Age at displacement: 8 years old
I’ll never forget the traumatic experience of our family being displaced and herded like cattle and sheep. Looking back, it feels like we were treated like animals and disregarded as human beings.
To relive coming home from school to see neighbors’ homes burned and bulldozed to the ground, with their personal belongings inside, was a terrible and horrifying memory indelibly etched in my mind.
I remember being swished away, put into a car, and driven to Las Vegas to live with my great-aunt Geraldine. My dad was trying to protect us by ensuring we had a place to live, but due to being taken away from my parents, I was once again traumatized. By the time I was 9 or 10, I found myself acting out, labeled a bad little boy early.
I grew up pretty fast — at 16, I played drums in Little Richard’s band, with Billy Preston, and eventually with George Harrison, Elton John, and many other musical legends.
Because of my musical success, I could mask my childhood pain for some time. That mask was a cover for a deep seeded wound that has not yet, to this very day, healed. Even though I traveled worldwide, doing what I loved to do, I could never shake the hurt. I often recall the burning houses and always thought about not having our home or my dad anymore. He became an alcoholic.

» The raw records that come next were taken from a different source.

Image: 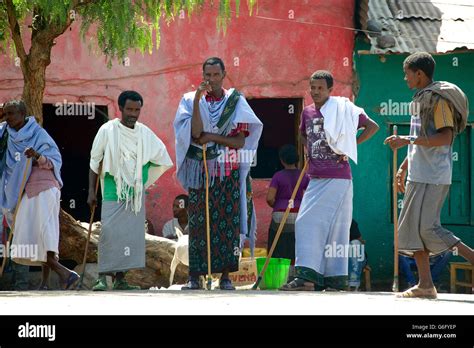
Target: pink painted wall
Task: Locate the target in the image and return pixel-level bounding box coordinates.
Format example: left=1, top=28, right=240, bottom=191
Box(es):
left=0, top=0, right=354, bottom=246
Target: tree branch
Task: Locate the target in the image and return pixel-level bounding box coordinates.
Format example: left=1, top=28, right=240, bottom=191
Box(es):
left=5, top=0, right=27, bottom=61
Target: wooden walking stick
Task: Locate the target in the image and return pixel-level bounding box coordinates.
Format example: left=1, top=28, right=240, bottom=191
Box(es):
left=392, top=125, right=399, bottom=292
left=252, top=160, right=308, bottom=290
left=77, top=162, right=102, bottom=290
left=0, top=157, right=31, bottom=277
left=202, top=144, right=212, bottom=290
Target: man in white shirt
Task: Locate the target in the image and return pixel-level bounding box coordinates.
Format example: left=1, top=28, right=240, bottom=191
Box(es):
left=162, top=195, right=189, bottom=239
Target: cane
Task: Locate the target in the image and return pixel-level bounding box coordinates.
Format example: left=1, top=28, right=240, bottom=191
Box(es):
left=77, top=162, right=102, bottom=290
left=202, top=144, right=212, bottom=290
left=392, top=125, right=398, bottom=292
left=0, top=157, right=31, bottom=277
left=252, top=161, right=308, bottom=290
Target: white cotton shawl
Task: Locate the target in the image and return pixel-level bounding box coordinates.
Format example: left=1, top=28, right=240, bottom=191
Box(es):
left=321, top=97, right=365, bottom=164
left=90, top=119, right=173, bottom=213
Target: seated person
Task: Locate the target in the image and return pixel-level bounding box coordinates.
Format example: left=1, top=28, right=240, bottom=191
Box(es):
left=266, top=145, right=309, bottom=266
left=349, top=219, right=367, bottom=291
left=162, top=195, right=189, bottom=240
left=398, top=250, right=453, bottom=288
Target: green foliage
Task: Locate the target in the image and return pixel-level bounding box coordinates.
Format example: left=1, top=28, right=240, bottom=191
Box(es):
left=0, top=0, right=257, bottom=66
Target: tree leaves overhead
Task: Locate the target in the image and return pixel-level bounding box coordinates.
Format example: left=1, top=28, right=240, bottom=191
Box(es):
left=0, top=0, right=257, bottom=66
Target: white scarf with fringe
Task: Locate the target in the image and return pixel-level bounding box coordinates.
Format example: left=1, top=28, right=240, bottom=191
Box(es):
left=90, top=119, right=173, bottom=214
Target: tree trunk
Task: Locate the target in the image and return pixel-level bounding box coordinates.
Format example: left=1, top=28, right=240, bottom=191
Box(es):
left=22, top=63, right=47, bottom=125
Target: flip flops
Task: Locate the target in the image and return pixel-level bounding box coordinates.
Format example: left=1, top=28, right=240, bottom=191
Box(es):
left=397, top=285, right=438, bottom=299
left=219, top=279, right=235, bottom=290
left=280, top=278, right=314, bottom=291
left=64, top=271, right=81, bottom=290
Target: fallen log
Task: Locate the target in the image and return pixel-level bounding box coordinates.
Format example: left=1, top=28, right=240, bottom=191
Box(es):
left=59, top=210, right=188, bottom=289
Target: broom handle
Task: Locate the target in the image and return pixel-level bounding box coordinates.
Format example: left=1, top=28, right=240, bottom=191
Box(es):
left=202, top=144, right=212, bottom=290
left=0, top=157, right=31, bottom=277
left=77, top=162, right=102, bottom=289
left=392, top=125, right=399, bottom=292
left=253, top=161, right=308, bottom=290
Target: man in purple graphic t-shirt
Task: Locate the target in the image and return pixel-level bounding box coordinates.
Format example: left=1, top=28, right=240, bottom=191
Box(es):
left=281, top=70, right=379, bottom=291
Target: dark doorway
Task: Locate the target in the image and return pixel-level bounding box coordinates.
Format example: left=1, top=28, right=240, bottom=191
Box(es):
left=43, top=103, right=108, bottom=222
left=248, top=98, right=303, bottom=179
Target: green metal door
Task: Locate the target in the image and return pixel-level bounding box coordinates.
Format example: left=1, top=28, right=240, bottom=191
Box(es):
left=390, top=124, right=471, bottom=225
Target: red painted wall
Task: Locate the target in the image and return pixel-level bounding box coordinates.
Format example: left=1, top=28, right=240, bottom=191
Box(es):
left=0, top=0, right=354, bottom=246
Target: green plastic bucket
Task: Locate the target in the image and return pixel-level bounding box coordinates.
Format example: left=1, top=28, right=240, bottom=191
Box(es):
left=256, top=257, right=291, bottom=290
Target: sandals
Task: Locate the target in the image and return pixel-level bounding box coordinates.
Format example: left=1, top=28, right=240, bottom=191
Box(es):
left=219, top=278, right=235, bottom=290
left=397, top=285, right=438, bottom=299
left=64, top=271, right=81, bottom=290
left=181, top=278, right=202, bottom=290
left=112, top=278, right=141, bottom=291
left=280, top=278, right=314, bottom=291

I later learned that my untreated pain is what compelled me to turn to drugs and sink into the horrible life of addiction. It was all to forget my childhood trauma after a never-ending cycle of going from rehab to rehab and spending time in prison. I finally ended up in a happy marriage with my childhood sweetheart Delia Ruiz Taylor, who also grew up in Section 14. She has her issues due to being forced from her home. Having someone to share what that was like is a big plus in our relationship. We can acknowledge the life-long scars and the damage the event of Section 14 has left on both of us.